DOCDB contains the MCD Master Classification Database. The MCD has IPC symbols allocated to over 90% of the documents in DOCDB; the remaining 10% older documents are unlikely ever to be classified.

more details on wipo website:
http://www.wipo.int/classifications/ipc/en/
http://www.wipo.int/classifications/ipc/en/general/statistics.html
http://www.wipo.int/export/sites/www/classifications/ipc/en/guide/guide_ipc.pdf

TLS209 contains also a field, not well described in the documentation, named 'ipc_version' referring to the date of IPC8 version used for classifying the application.

Running a count query on 2014b data we get these numbers of applications for each ipc version:

'2006-01-01', 11815023
'2007-01-01', 10163
'2007-10-01', 8799
'2008-01-01', 12337
'2008-04-01', 1531
'2009-01-01', 141904
'2010-01-01', 101411
'2011-01-01', 110327
'2012-01-01', 80867
'2013-01-01', 89686
'2014-01-01', 6992

We can also run a check to see how many applications have multiple versions in their ipcs

they are 200K out of 3118K applications







Thus we can deduce the ipc verion indicates if the given ipc value is result of the origina IPC8 or from a further revision (that mainly introduce amendments or changes for new technologies).

A good resume as well as another interesting point can be eventually noted from this OECD paper (see page 10)

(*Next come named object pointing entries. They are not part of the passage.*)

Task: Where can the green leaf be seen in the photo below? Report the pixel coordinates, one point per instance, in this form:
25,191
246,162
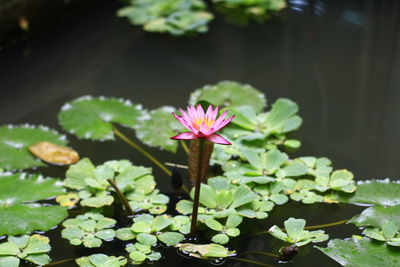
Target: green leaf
175,17
205,251
146,239
278,233
220,239
41,259
377,192
244,117
282,118
141,227
21,188
214,224
106,235
295,168
230,94
137,256
207,196
98,202
157,127
101,260
9,261
24,219
170,238
294,227
92,118
233,221
37,244
9,249
274,159
77,173
389,229
376,216
361,252
125,234
243,195
15,141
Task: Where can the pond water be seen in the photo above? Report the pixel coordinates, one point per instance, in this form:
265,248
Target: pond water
339,60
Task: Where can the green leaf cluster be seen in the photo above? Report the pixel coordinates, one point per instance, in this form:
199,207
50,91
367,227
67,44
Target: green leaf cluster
15,141
147,230
361,252
33,249
382,223
176,17
295,234
101,260
93,117
20,213
135,182
89,229
206,251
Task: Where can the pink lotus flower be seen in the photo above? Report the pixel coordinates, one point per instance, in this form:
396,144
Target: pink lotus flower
202,125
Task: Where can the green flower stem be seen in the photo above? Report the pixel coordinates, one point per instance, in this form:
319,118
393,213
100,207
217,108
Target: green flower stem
141,150
184,146
59,262
260,253
121,197
252,262
326,225
196,199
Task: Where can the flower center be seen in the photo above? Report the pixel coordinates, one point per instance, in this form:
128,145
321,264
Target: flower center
198,122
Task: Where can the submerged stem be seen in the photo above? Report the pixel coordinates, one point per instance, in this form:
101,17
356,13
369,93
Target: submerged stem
326,225
197,189
305,228
184,146
59,262
252,262
260,253
141,150
121,197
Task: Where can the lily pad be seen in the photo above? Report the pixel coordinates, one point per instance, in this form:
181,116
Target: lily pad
15,141
376,216
356,252
92,117
376,192
89,229
230,94
30,248
101,260
19,214
295,234
176,17
207,251
157,126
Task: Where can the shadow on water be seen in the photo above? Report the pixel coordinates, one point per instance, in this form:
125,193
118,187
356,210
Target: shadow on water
338,60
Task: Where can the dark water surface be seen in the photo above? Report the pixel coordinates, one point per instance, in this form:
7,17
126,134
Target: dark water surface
339,60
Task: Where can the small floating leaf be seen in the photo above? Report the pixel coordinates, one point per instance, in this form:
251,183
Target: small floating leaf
101,260
92,117
157,127
205,251
53,153
376,192
18,212
15,141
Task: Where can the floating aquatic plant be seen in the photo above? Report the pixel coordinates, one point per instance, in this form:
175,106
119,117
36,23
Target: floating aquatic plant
249,179
33,249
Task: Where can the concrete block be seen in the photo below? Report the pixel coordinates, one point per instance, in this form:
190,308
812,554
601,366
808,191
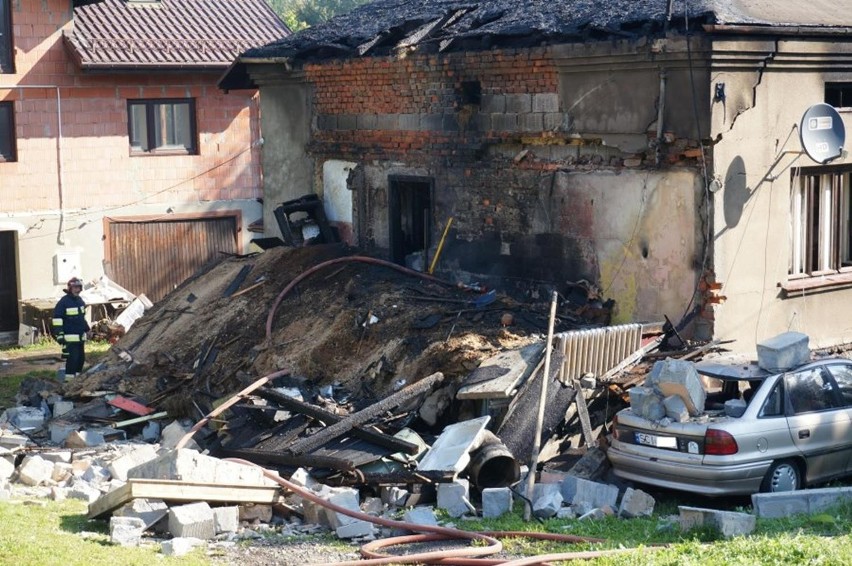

In PATSTAT, IPC codes of patent documents are converted into the latest available edition of the IPC
classification, i.e. 8th  edition, entered into force in 2006. Patents based on previous editions of the IPC classification have thus been re-classified accordingly. Also, due to the emergence of new technologies, sometimes no one-to-one correspondence exists between old and new IPC editions, and older IPC codes may correspond to many IPC 8th  edition codes. Hence, patents filed before the mid-2000s may feature a broader range of IPC-7 codes than later patents: five codes on average for patents filed in 2000 compared to around 2.5 codes per patent in the late 2000s. As can be seen from the figure below, each IPC code in force at the date of patenting has been allocated in PATSTAT to around two codes of the IPC 8th edition.
As a consequence, the patent scope index tends to be overestimated before the mid-2000s. For example, the patent scope index of micro- and nano-technology patents gets seemingly divided by three between 1999 and 2009.